Eu tinha 11 ou 12 anos quando minha estadia em João Neiva, interior do Espírito Santo e cidade natal da minha família, teve que ser interrompida. Fui com minha mãe visitar a minha avó e levei duas amigas e, na época, vizinhas, para conhecer aquele lugar encantador, cujas maiores atrações eram a igreja e o clube aquático recém-inaugurado de 100 m².
Portanto, quando o humilde circuito turístico se encerrou, nosso velho amigo chamado Tédio resolveu dar as caras, nos obrigando a achar um pouco de emoção em jogar pedrinhas na parede da padaria, colada no quintal da casa de vovó. Eu, não satisfeita e sedenta por mais adrenalina naquele resto de férias, decidi fazer o que me deixaria amargamente arrependida pelos próximos 3 dias: pular o portão e dar um susto nas meninas.

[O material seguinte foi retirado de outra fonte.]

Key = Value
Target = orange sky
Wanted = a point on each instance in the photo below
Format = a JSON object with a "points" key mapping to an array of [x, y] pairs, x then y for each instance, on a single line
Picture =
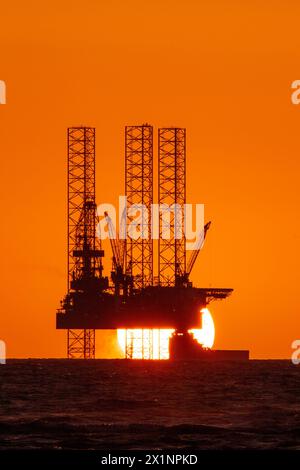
{"points": [[221, 69]]}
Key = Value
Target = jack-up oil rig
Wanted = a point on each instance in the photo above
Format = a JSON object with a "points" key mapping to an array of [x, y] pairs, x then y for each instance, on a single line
{"points": [[133, 298]]}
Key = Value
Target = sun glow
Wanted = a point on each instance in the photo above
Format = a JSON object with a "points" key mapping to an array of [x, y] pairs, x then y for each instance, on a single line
{"points": [[154, 343]]}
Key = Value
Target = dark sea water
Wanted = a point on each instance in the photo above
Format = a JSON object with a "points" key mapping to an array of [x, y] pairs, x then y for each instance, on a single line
{"points": [[104, 404]]}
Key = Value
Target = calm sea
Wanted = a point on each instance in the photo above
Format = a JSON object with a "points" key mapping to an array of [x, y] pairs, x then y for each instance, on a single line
{"points": [[105, 404]]}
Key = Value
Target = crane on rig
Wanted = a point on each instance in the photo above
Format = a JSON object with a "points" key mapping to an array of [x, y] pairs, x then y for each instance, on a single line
{"points": [[194, 255]]}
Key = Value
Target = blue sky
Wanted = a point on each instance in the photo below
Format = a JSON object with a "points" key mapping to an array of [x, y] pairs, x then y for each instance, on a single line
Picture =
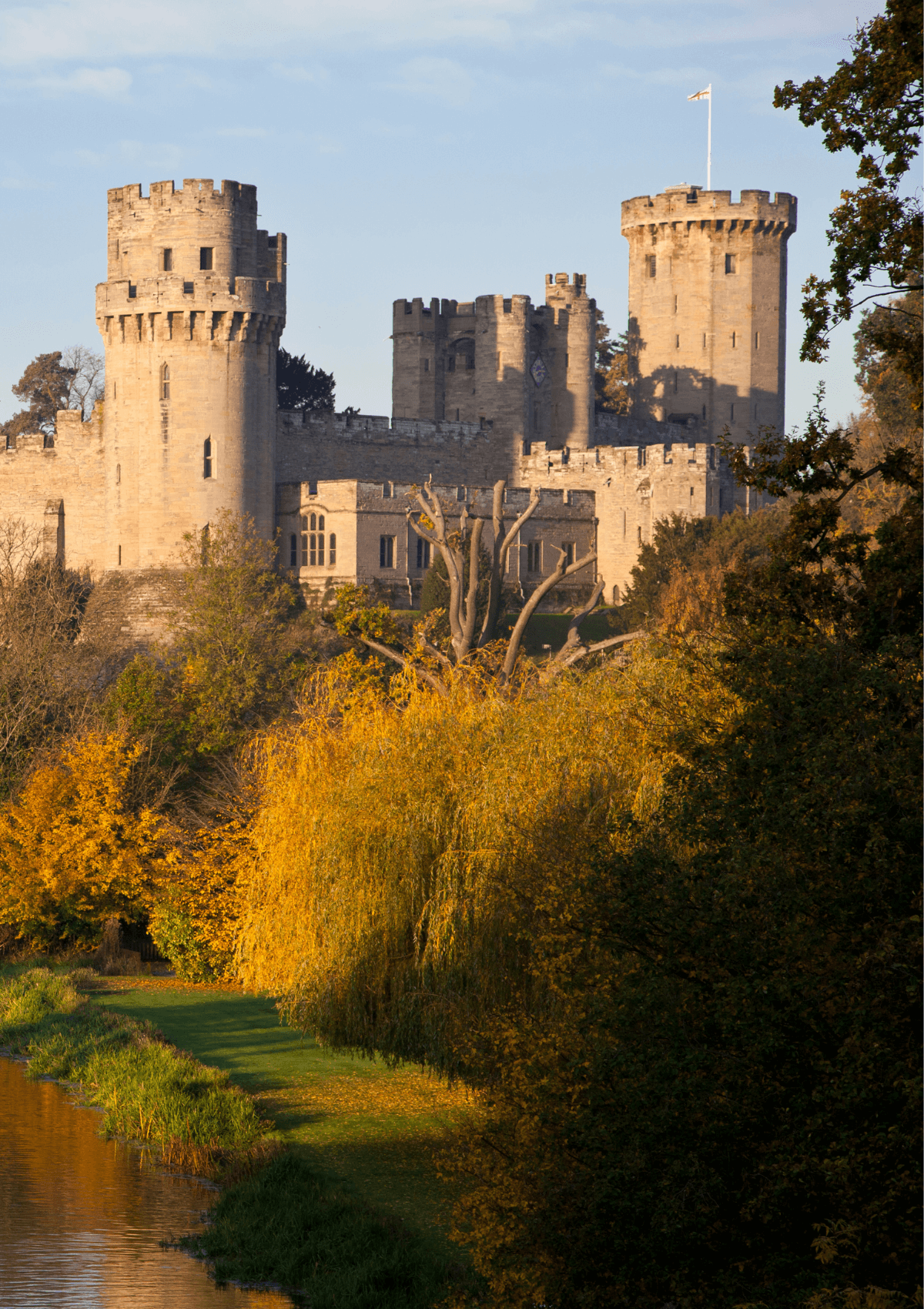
{"points": [[409, 148]]}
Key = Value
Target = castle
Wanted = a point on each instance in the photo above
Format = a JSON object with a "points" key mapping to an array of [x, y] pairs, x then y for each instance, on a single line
{"points": [[192, 316]]}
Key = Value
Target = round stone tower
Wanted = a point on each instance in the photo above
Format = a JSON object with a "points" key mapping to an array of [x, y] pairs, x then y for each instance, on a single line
{"points": [[707, 308], [190, 314]]}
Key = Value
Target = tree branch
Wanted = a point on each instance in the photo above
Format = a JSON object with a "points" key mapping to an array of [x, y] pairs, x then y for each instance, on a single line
{"points": [[533, 602], [405, 663]]}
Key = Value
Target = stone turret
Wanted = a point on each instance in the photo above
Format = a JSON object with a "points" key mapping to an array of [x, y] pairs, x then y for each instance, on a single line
{"points": [[707, 306], [190, 317]]}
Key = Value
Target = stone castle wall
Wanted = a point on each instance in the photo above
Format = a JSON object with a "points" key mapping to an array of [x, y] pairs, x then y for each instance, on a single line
{"points": [[59, 491]]}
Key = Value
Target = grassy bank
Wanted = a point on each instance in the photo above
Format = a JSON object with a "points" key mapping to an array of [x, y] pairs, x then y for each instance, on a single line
{"points": [[376, 1129], [283, 1217], [192, 1116]]}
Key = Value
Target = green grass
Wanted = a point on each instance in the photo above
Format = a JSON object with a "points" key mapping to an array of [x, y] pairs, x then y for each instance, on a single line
{"points": [[190, 1114], [373, 1127], [287, 1219], [291, 1227]]}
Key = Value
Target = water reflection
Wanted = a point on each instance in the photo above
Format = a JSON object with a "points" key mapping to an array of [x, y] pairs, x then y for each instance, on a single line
{"points": [[82, 1217]]}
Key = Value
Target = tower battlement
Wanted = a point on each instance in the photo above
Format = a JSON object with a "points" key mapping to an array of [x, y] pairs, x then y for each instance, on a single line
{"points": [[691, 205]]}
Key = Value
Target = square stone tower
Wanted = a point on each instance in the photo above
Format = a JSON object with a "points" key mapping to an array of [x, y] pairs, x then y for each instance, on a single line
{"points": [[707, 308], [527, 370], [190, 316]]}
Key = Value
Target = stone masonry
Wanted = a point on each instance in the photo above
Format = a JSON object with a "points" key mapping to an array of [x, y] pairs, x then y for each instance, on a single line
{"points": [[192, 314]]}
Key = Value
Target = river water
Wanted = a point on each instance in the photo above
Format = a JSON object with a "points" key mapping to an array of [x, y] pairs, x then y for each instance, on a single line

Olhei para as duas, sentadas de costas pra mim. Me aproximei silenciosamente. Era fácil, bastava apoiar um dos pés na grade e pegar impulso pra saltar.
O que eu não tinha percebido era que a grade era de lanças.
Pontiagudas.
Demorei cinco segundos pra entrar em pânico: o tempo exato pra se dar conta de que a lança tinha ultrapassado o chinelo de um palmo de espessura, e pra ver o sangue jorrar na velocidade dos meus pesadelos.
Larguei as meninas pra trás. Fodam-se as meninas. Comecei a atravessar a sala da casa num pé só, no início daquele choro ridículo balbuciante de uma criança de 4 anos. Minha mãe, com 89% do cérebro ocupado com a TV, me mandou calar a boca. A novela parecia importantíssima. Mas, um olhar mais atento ao meu estado e, mais especificamente, ao rastro de sangue no chão atrás de mim, a fez sair do sofá num salto digno de causar inveja em qualquer Pinscher. Mamãe abriu as duas portas da frente (pensando bem, acho que chutou) clamando por ajuda a todos que passavam pela rua, sugerindo que alguém da casa estava em trabalho de parto.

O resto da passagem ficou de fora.